[Beowulf] Multirail Clusters: need comments

Mon Dec 5 06:41:51 PST 2005

> > so you're talking about 6 GB/s over quad-rail.  it's hard to 
> > imagine what you would do with that kind of bandwidth
> 
> This is a very bold assertion...

well, 6 GB/s does seem like a lot, even for a 16-core machine that's 
barely practical today.  it's also a fat enough node to make you really
want topology-aware MPI.

> > only you can answer this.  my experience is that very few applications
> > need anything like that much bandwidth - I don't think anyone ever saturated 
> > 1x quadrics on our alpha/elan3 clusters (~300 MB/s), and even on
> > opteron+myri-d, latency seems like more of an issue.
> 
> Your alpha/elan3 clusters would have been quad CPU machines.

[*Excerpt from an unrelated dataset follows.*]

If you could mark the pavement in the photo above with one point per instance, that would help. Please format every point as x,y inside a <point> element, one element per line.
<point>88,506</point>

right, so crudely speaking, we can characterize it as 50 second (4G ram/300)
and 22 flops/byte (833*2*4 mflops/300).

> The one point you have missed however with multi-rail is that network
> bandwidth is per *node* whereas number of CPU's per node is for the

no, that's obvious.

> large part increasing.  1Gb/s seems like a lot (or at least it did) but
> put it in a 16 CPU machine and all of a sudden you have *less* per CPU
> bandwidth than you had seven years ago in your alpha/elan3.  Couple that

5 years :(

well, today 16x is a bit exotic; I think we can agree that 2x2 is probably
the norm.  so a single infinipath link in a 2x2 (say 2.2 DC GHz opteron,
with 16GB).  that leads to 10 seconds, but 11 flops/byte - a different 
balance for sure, but how wrong?

> with CPU's being n times faster to boot and all of a sudden multi-rail
> is starting to less pie-in-the-sky and more look like a good idea.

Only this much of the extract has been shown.